According to the agency, the reason for bringing a reference to wood and furniture back into brand communication is "keeping new consumers in mind". The rationale is that new consumers are coming into the market, and for the brand to stay relevant to them, keeping the end benefit and the product story alive is critical. However, the agency insists that while the objective was to go back to the brand's basic properties, "we had to do it without losing the edge and the creative values that the brand has acquired over time".

Which is why, Avasthi informs, the agency came out with many scripts for the commercial. " The focus was on physical strength, and the communication had to be built around wood and furniture. Some of the scripts were strong on physical strength but didn't build a convincing story around wood, so we had to drop them." Finally, this script (written by Piyush Pandey, group president & national creative director, O&M) happened, and Avasthi says it went down well with everyone, "as it was true to the communication objective, plus it had the typical Fevicol flavour".

An interesting aspect of the commercial is the manner in which Fevicol has been pitched.

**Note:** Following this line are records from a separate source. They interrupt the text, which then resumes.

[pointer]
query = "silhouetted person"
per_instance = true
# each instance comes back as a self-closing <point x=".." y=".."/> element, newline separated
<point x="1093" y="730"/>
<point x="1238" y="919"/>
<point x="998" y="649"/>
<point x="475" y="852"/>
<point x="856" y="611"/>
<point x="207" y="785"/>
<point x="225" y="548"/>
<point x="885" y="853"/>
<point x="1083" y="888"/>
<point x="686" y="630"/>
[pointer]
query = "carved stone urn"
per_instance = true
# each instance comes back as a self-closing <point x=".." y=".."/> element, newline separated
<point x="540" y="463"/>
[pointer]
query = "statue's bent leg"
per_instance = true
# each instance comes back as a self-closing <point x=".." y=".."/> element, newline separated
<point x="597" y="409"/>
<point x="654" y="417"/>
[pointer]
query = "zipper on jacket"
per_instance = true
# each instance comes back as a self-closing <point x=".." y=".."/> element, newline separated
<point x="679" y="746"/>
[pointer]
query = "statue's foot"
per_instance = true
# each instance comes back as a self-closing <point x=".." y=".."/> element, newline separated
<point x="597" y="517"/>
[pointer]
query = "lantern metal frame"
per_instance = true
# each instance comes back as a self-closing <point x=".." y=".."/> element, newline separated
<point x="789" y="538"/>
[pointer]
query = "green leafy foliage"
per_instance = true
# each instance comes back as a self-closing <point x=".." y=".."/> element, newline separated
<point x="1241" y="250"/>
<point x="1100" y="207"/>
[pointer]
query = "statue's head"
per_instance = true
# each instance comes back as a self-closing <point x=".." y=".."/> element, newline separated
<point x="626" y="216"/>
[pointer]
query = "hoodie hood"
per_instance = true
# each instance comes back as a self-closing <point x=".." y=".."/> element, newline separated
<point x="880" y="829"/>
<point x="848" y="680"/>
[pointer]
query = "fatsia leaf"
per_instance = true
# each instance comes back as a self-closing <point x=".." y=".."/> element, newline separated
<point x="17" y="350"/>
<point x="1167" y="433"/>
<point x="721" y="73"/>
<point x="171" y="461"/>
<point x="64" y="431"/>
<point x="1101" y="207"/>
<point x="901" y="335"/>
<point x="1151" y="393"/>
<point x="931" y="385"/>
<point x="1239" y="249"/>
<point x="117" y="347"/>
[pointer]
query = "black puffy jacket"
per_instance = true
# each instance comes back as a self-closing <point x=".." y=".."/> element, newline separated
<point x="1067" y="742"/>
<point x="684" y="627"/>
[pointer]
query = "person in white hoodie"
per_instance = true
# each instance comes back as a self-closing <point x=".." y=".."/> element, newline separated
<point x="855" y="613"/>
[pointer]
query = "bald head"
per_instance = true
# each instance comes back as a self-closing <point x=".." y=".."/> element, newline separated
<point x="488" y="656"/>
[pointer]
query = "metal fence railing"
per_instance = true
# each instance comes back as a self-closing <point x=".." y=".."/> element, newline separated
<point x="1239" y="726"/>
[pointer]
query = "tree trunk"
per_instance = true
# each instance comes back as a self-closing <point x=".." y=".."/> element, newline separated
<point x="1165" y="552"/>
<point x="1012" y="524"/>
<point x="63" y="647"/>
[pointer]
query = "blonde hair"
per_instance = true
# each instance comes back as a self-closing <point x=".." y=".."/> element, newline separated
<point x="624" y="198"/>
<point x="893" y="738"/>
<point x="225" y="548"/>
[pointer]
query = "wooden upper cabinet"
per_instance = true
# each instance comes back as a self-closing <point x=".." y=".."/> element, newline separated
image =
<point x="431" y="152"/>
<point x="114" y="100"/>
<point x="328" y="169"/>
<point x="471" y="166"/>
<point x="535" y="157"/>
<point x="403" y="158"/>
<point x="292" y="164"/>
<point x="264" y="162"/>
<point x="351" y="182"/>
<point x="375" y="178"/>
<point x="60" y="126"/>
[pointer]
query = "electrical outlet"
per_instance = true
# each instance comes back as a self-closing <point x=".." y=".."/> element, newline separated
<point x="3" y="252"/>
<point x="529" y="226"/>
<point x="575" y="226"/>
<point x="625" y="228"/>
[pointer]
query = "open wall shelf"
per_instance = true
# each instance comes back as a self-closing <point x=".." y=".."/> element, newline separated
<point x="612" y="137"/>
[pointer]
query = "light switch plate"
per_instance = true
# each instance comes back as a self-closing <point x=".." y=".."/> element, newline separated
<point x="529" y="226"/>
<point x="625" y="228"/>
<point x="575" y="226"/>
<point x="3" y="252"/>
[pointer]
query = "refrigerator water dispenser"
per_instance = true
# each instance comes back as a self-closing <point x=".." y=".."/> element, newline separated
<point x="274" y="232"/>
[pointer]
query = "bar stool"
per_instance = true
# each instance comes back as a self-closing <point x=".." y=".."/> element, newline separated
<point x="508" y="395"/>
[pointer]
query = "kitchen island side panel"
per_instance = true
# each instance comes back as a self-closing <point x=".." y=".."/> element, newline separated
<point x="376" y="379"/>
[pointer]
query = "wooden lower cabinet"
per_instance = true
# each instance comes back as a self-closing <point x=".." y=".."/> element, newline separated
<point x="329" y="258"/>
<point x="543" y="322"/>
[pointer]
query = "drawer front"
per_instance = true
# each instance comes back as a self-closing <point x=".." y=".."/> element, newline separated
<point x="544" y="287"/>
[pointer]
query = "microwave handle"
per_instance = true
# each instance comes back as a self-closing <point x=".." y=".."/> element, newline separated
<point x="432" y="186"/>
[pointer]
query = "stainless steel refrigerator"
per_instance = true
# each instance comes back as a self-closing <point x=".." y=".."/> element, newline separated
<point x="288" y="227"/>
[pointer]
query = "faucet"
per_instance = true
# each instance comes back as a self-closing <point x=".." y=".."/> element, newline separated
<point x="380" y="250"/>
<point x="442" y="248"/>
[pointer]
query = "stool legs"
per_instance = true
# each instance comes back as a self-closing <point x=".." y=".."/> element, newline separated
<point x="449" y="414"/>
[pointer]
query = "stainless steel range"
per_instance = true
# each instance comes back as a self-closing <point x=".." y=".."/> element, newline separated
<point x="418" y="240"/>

While all previous communication for the brand showcased situations where things occurred because Fevicol happened to be around, the situation in this one unfolds and reaches a climax only due to the absence of Fevicol. It must be added that the background score - by Ehsaan and Zubin, supported excellently with vocals by Chetan Shashital - is integral to the buildup in the ad.

Interestingly, this is the second commercial in as many years that looks at durability in furniture - or the lack of it - from the ‘suicide point of view'. Last year, a little-seen film for Peacock Chairs (created by Manish Bhatt and B Raghu of Ambience-Publicis) used the noir genre to sell the brand's ‘long-lasting chairs' proposition. That ad was about this man who uses a Peacock chair as a prop to hang himself. Even as the man's convulsions set in, the super goes: ‘Use them till you die.'

Returning to the Fevicol ‘suicide' ad, in the final analysis, it is the intrigue and irony in the ad - captured wonderfully on film by Prasoon Pandey - that makes it watchable. The intrigue stems from the reaction that the townspeople display, first when the suicide bid is foiled, then when the man is knocked cold by the falling rafter. Despite appearing to implore the man not to commit suicide, their disappointment at his failure, and subsequently, their matter-of-fact acceptance of his (implied) death makes engaging viewing. "It's almost as if the man has been crying wolf all the time, and the people have come to look at it only as a tamasha," says Avasthi.

And the irony? Ah, it lies in the way the man is first saved by ‘no Fevicol'. Then gets done in by it. © 2003 agencyfaqs!